On Fri, Nov 6, 2015 at 3:27 PM, Sho Uemura <[log in to unmask]> wrote:

Looks good to me.

For people who care: This is nothing to do with SLIC, since the error was coming from one of the standalone stdhep utilities (/u/group/hps/hps_soft/stdhep/bin/beam_coords) that reads in a stdhep file from tape. But neither the utility nor the input stdhep files have changed since pass2, and this error did not happen in pass2. My theory is that the cache copy of the stdhep file was corrupt.

Anyway, I think this problem is fixed now. The affected beam-tri and tritrig-beam-tri must be rerun, but we should decide if the ECal scoring plane fix merits rerunning all of the pass3 MC.

On Fri, 6 Nov 2015, Bradley T Yale wrote:

Re-running the problem files in quarantine, it looks like the same stdhep files are being read now:
/work/hallb/hps/mc_production/pass3/test/logs/slic/beam-tri/1pt05/egsv3-triv2-g4v1_HPS-EngRun2015-Nominal-v3-fieldmap_952.out

Maybe the latest SLIC update worked. I can redo the (tritrig)-beam-tri and see if it's fixed.
As mentioned, I don't see this problem in the other MC components, only beam-tri.
If you REALLY want to be safe, I can re-run everything, but would at least like to do it with a post-release jar (3.4.2-SNAPSHOT or 3.4.2-20151014.013425-5) so we can test current things.

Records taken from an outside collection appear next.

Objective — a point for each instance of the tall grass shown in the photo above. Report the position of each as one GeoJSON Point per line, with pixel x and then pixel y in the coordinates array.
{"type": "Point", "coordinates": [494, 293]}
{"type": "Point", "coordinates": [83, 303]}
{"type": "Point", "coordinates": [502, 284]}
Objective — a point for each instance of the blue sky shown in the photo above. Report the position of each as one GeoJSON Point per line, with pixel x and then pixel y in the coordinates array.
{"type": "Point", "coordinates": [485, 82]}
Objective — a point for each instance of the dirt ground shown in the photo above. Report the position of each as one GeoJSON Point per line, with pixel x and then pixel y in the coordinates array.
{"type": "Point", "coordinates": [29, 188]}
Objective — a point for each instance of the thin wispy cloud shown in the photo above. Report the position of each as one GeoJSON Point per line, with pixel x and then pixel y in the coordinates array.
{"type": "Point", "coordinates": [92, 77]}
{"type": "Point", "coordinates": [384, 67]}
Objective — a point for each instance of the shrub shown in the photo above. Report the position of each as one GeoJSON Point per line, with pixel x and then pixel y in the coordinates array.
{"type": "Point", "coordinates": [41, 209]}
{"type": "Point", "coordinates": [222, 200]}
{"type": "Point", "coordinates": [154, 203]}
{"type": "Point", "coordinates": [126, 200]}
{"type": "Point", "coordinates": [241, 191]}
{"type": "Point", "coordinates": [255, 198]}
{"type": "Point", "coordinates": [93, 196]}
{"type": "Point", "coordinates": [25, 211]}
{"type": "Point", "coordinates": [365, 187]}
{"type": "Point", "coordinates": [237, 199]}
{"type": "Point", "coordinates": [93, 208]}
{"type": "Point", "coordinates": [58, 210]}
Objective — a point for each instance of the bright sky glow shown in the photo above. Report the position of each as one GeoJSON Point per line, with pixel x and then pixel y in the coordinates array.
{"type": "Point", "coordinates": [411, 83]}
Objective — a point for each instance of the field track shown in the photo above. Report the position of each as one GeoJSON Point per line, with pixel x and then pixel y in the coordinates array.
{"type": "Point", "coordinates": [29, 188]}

________________________________________
From: Sho Uemura <[log in to unmask]>
Sent: Thursday, November 5, 2015 9:39 PM
To: Bradley T Yale
Subject: Re: beam-tri singles MC problems

I tried running beam_coords on the farm
(/work/hallb/hps/uemura/bradtest/beam-tri_100.xml, logfiles and output in
same directory) and it works fine.

I looked at beam-tri logs for pass2 for the same files, and they are fine.

So this stuff worked in pass2, broke in pass3, works again now, but
nothing has changed - same stdhep file, and the beam_coords binary hasn't
changed.

Can you try rerunning the slic beam-tri job? It could be something weird
like jcache screwing up and not copying the file correctly from tape -
that would affect every job in that run but not runs before or after.

On Thu, 5 Nov 2015, Sho Uemura wrote:

It looks like the problem is that beam_coords is having trouble reading the
beam.stdhep file and crashes, and so the beam-tri.stdhep file that goes into
SLIC is missing all the beam background, and the trigger rate ends up being
ridiculously low. Of course this affects every SLIC run that uses that
beam.stdhep file.

I get that from looking at
/work/hallb/hps/mc_production/pass3/logs/slic/beam-tri/1pt05/egsv3-triv2-g4v1_HPS-EngRun2015-Nominal-v3-fieldmap_952.err
and
/work/hallb/hps/mc_production/pass3/logs/slic/beam-tri/1pt05/egsv3-triv2-g4v1_HPS-EngRun2015-Nominal-v3-fieldmap_952.out
and comparing to other runs - you'll see that the .out file is missing some
printouts after "Rotating Beam" and rot_beam.stdhep is missing from the file
list. For example, one of the first things beam_coords should print is the
number of events in the input file.

So there must be something wrong with that stdhep file, but it has nothing to
do with SLIC. Is it possible that this has always been happening, in pass2
and earlier? I'll look at log files.

Weirdly I have no difficulty running beam_coords on egsv3_10.stdhep on ifarm.
Maybe there's something different about the batch farm environment?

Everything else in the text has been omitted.